Charles Campbell, Maroonscape 1: Cockpit Archipelago, Pérez Art Museum Miami, 2019. Photo : Mateo Serna Zapata, permission de l'artiste
Charles CampbellMaroonscape 1: Cockpit Archipelago, vue d'installation, Pérez Art Museum Miami, 2019.
Photo : Mateo Serna Zapata, permission de l'artiste

Respirer sous l’eau : les archives du souffle de Charles Campbell

Jayne Wilkinson
Les profondeurs océaniques sont réputées être les lieux les moins connus de la Terre : elles sont dépourvues de lumière et de couleurs, elles sont peu cartographiées et toute perception doit s’y faire par le biais d’une distance technologique. Dans une installation récente intitulée How many colours has the sea (2024), l’artiste multidisciplinaire Charles Campbell s’empare de cet espace spéculatif à la fois imaginé et réel. Neuf grands panneaux d’aluminium lumineux, longs et étroits aux motifs rose, orange, jaune et bleu vifs ponctuent une salle assombrie telles de minces tranches d’arc-en-ciel découpées dans des murs indigo. Une sculpture de métal réticulée occupe l’espace aérien ; ses géométries angulaires se déplient dans un rythme ondoyant, rappelant des coraux, des nuages ou des algues. Une trame sonore composée d’enregistrements réalisés par des hydrophones océaniques évoque les effets acoustiques hypnotisants de l’eau en mouvement, interrompus ponctuellement par le bruit déstabilisant d’un gros bouillon. Ces contrastes immersifs créent un sentiment de profond recueillement ; ils font penser à la mer à la fois comme une figure métaphorique de l’esprit et du renouveau et comme un lieu ­propice au deuil.

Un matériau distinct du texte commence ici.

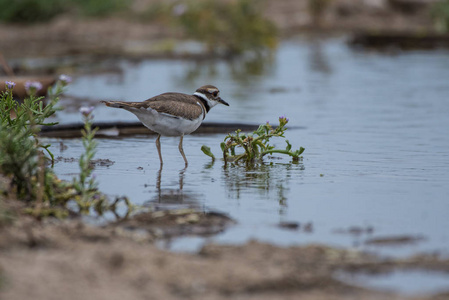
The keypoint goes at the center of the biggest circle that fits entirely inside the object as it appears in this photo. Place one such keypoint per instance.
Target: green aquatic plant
(86, 185)
(24, 166)
(440, 14)
(256, 145)
(21, 157)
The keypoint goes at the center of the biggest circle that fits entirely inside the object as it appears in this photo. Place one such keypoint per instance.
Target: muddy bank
(71, 260)
(131, 36)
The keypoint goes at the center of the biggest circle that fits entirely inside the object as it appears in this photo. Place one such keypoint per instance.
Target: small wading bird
(173, 114)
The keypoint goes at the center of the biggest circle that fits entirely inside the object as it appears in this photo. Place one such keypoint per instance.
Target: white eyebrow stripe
(201, 96)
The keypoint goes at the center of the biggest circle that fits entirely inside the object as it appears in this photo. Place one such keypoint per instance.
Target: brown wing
(176, 104)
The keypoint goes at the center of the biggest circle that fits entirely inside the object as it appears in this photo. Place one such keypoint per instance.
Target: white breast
(165, 124)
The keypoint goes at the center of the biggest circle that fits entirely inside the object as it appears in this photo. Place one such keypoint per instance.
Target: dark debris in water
(174, 223)
(394, 240)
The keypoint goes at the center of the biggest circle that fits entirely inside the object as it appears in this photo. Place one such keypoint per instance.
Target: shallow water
(375, 127)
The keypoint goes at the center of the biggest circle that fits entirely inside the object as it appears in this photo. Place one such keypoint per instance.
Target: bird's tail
(117, 104)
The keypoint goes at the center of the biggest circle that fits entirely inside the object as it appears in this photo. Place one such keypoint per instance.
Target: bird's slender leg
(182, 150)
(158, 146)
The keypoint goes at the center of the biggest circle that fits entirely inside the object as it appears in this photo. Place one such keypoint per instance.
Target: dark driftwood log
(400, 40)
(119, 129)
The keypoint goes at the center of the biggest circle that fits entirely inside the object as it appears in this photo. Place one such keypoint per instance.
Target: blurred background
(363, 82)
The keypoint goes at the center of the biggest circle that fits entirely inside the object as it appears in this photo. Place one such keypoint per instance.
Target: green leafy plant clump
(440, 14)
(256, 145)
(24, 165)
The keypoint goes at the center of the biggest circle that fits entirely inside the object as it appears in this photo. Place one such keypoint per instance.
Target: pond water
(375, 127)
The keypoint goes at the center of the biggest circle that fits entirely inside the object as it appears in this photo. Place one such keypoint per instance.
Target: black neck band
(206, 105)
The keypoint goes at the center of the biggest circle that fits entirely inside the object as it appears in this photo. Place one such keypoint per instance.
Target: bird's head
(211, 95)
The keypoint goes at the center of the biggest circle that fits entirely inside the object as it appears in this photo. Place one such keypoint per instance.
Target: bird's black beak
(222, 101)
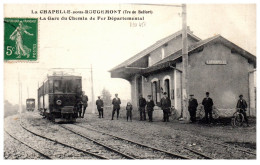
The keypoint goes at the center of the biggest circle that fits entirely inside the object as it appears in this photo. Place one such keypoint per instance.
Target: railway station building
(216, 65)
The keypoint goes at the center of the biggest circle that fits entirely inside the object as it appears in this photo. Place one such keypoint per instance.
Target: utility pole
(185, 73)
(92, 90)
(20, 94)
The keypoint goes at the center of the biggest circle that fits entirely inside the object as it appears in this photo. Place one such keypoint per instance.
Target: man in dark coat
(242, 106)
(149, 107)
(193, 104)
(116, 106)
(100, 105)
(85, 103)
(165, 105)
(142, 104)
(208, 103)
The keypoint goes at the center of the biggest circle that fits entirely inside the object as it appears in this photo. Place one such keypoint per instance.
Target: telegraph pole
(185, 73)
(92, 91)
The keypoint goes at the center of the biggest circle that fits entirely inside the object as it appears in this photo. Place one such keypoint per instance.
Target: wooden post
(185, 74)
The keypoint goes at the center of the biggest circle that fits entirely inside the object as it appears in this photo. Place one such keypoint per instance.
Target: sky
(105, 44)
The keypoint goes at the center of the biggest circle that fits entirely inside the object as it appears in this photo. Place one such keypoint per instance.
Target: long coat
(150, 105)
(241, 104)
(207, 103)
(116, 103)
(142, 102)
(99, 103)
(193, 104)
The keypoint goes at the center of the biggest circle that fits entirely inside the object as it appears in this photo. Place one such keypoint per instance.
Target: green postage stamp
(20, 39)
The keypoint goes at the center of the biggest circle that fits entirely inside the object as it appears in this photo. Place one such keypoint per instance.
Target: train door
(139, 87)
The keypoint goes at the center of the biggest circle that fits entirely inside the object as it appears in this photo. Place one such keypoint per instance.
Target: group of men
(207, 103)
(82, 105)
(165, 104)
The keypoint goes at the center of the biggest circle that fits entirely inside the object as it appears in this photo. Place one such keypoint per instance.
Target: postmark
(20, 39)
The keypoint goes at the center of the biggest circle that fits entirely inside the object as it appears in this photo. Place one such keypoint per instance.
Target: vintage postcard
(129, 81)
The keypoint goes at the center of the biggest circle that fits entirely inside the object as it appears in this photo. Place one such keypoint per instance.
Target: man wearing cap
(142, 104)
(116, 106)
(85, 103)
(100, 105)
(242, 105)
(165, 105)
(208, 103)
(193, 104)
(149, 107)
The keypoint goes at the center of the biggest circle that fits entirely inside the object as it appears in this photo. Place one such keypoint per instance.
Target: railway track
(63, 144)
(29, 146)
(233, 147)
(171, 154)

Tout en étant d’une grande beauté, ce concept demeurerait un peu intangible si ce n’était du recours à certains détails : les formes linéaires de la sculpture suspendue, par exemple, correspondent aux relevés bathymétriques du fond de l’Atlantique au point précis où les plaques tectoniques africaine et nord-américaine se rencontrent. Les panneaux d’aluminium colorés sont des spectrogrammes sonores obtenus à partir de l’enregistrements du souffle des ami·es et des collègues de Campbell ainsi que des personnes de sa communauté. Grâce à un mélange élaboré de son, de lumière, de formes et de couleurs, l’installation évoque deux sujets aussi difficiles à représenter l’un que l’autre : les profondeurs abyssales du fond océanique en tant qu’espace imaginé et concret, d’une part, et les insondables pertes de vies humaines survenues lors du Passage du milieu.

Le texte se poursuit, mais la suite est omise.